Dal punto di vista della scuola, il «valore aggiunto è la possibilità di un rapporto uno a uno con gli studenti che, per motivi più diversi, ne hanno bisogno. Noi docenti, con tutta la buona volontà, facciamo molta fatica ad arrivare a ciascuno in questo momento di emergenza, non sempre ci riusciamo e la didattica a distanza da questo punto di vista comporta delle difficoltà. Un supporto esterno può essere d’aiuto», dice la professoressa Valeria Greggio, che insegna inglese a Vo’ e a Cinto. La scuola infatti i tutor universitari li avrebbe desiderati per una trentina di ragazzini. «A volte basta relativamente poco per aiutare i ragazzi ad avere più consapevolezza, più fiducia in se stessi, più autostima: tutte cose che si riescono a fare quasi solo nel rapporto uno a uno».

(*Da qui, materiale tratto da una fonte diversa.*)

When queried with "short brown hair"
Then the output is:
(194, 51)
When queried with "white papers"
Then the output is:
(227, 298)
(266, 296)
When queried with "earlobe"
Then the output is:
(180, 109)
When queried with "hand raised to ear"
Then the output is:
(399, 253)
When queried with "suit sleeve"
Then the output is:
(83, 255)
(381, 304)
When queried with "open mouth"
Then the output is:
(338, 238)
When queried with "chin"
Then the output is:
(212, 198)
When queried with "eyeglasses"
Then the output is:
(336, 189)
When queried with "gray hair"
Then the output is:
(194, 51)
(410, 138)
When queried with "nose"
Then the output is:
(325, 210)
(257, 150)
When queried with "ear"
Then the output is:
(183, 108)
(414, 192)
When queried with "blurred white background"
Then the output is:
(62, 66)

Innovazione e inclusione sono le parole che usa il dirigente di Lozzo Atesino, Alfonso D’Ambrosio. «TOP è un progetto di ricerca, aspettiamo i dati, non vogliamo influenzare nulla. Ci fa piacere però raccontare ancora una volta storie di innovazione e sperimentazione, evidenziare come la gran parte dei tutor siano andati oltre le ore previste e siano entrati con i ragazzi in una relazione empatica. Questa esperienza – conclude – ci aiuta a immaginare che il tutoring in collaborazione con le università ma anche con tanti altri soggetti del territorio è qualcosa di fattibile anche a distanza. È un tassello possibile per costruire una scuola inclusiva, i cui bisogni riguarderanno sempre di più il non lasciare nessuno indietro».